Hoewel het uitvoeringsprogramma op bepaalde punten nog concreter gemaakt moet worden, is het ook belangrijk dat er een start gemaakt wordt met de uitvoering van deze acties. Enerzijds om de urgentie van de transitie te blijven onderstrepen en anderzijds omdat de acties juist op korte termijn handvatten kunnen bieden voor de dilemma’s waar agrarische ondernemers vandaag mee geconfronteerd worden. Ter ondersteuning van de uitvoering van de acties stel ik voor de periode 2020 – 2022 een bedrag van respectievelijk 2, 4 en 6 miljoen euro aanvullend beschikbaar. De 2 miljoen euro voor 2020 komt uit bestaand budget (beleidsartikel 11). De 4 en de 6 miljoen euro in 2021 en 2022 worden gedekt uit gereserveerde middelen op artikel 51 (nog onverdeeld).

Met het «Uitvoeringsprogramma Toekomstvisie gewasbescherming 2030» zetten partijen gezamenlijk een belangrijke stap in een geheel nieuwe aanpak voor een transitie naar weerbare planten en teeltsystemen.

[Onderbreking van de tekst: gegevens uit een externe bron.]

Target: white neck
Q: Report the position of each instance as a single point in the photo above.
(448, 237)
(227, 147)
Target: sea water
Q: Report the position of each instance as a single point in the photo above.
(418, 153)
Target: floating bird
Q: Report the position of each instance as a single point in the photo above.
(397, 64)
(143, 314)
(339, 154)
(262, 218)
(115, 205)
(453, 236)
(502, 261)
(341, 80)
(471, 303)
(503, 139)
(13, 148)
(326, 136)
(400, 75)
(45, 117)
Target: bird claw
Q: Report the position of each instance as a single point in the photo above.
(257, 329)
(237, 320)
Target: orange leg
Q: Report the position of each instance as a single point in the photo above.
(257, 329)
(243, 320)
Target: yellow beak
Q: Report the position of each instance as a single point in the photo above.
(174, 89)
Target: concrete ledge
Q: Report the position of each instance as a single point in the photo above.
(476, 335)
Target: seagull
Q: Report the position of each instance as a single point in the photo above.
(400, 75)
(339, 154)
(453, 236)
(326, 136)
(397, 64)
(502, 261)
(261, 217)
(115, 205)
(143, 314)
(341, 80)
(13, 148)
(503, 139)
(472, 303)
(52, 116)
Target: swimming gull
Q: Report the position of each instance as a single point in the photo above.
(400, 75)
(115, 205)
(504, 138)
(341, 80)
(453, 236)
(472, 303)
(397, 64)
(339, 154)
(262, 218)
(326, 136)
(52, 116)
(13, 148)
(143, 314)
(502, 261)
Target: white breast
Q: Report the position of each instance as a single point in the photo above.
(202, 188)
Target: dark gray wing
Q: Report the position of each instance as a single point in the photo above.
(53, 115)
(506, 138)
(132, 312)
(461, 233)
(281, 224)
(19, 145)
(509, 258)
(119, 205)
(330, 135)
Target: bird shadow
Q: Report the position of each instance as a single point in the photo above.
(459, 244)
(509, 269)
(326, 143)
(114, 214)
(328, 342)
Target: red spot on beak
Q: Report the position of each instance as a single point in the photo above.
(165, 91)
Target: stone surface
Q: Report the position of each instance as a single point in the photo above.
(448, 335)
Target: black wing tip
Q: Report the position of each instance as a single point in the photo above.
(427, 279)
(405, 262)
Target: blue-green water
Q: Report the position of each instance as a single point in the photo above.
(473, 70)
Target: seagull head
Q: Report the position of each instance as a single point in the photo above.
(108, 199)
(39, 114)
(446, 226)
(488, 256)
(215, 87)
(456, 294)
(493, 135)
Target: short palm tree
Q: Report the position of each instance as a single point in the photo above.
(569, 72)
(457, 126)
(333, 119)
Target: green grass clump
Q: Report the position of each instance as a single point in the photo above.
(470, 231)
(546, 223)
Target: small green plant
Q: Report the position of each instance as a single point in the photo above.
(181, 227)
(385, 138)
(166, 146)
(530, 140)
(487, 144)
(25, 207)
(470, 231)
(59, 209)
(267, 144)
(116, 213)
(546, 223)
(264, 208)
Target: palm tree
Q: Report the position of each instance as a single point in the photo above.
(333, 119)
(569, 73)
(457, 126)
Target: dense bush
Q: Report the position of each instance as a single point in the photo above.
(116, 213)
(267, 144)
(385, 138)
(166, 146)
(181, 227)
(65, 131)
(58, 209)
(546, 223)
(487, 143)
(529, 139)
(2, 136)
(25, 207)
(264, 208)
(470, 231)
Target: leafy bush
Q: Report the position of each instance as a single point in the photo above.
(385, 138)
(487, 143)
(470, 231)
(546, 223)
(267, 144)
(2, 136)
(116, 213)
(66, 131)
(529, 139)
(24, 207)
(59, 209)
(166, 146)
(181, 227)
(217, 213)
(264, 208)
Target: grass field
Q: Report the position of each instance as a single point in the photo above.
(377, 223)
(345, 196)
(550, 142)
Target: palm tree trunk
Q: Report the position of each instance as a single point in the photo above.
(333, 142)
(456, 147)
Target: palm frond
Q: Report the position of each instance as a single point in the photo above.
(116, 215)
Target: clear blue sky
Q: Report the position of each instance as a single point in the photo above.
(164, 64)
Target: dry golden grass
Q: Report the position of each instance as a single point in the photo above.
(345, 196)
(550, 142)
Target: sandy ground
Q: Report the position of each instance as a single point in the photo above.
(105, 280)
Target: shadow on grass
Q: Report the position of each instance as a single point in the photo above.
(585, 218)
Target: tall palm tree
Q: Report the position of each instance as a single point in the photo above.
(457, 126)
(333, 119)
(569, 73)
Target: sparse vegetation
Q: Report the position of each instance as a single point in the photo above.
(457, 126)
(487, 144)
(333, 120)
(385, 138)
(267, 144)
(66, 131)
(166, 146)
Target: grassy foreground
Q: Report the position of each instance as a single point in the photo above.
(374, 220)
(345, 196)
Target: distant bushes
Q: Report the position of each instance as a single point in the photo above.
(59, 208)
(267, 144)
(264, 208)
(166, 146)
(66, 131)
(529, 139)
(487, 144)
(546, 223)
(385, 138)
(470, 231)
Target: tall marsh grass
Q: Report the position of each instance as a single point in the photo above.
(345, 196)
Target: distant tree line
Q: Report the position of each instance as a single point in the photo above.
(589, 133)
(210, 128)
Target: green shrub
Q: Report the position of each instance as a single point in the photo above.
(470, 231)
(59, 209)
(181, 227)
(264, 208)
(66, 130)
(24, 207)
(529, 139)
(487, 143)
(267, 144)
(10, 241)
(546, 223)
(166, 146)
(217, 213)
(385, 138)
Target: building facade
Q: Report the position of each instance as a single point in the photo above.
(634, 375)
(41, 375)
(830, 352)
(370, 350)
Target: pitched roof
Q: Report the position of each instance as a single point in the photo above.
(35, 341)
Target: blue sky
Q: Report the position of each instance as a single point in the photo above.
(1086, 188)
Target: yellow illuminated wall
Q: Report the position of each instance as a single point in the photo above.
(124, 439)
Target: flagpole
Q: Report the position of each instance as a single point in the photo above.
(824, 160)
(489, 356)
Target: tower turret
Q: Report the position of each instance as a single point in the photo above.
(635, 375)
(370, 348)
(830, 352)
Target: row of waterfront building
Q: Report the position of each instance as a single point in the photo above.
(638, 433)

Ik zie dat met vertrouwen tegemoet. Ik zal uw Kamer informeren over de voortgang van het programma.

De Minister van Landbouw, Natuur en Voedselkwaliteit, C.J. Schouten


X Noot
1

Raadpleegbaar via www.tweedekamer.nl.

X Noot
2

Agrodis, Artemis, Cumela, Fedecom, LTO Nederland, Natuur en Milieu, Nefyto, Plantum, UvW, VEWIN

X Noot
3

Raadpleegbaar via www.tweedekamer.nl.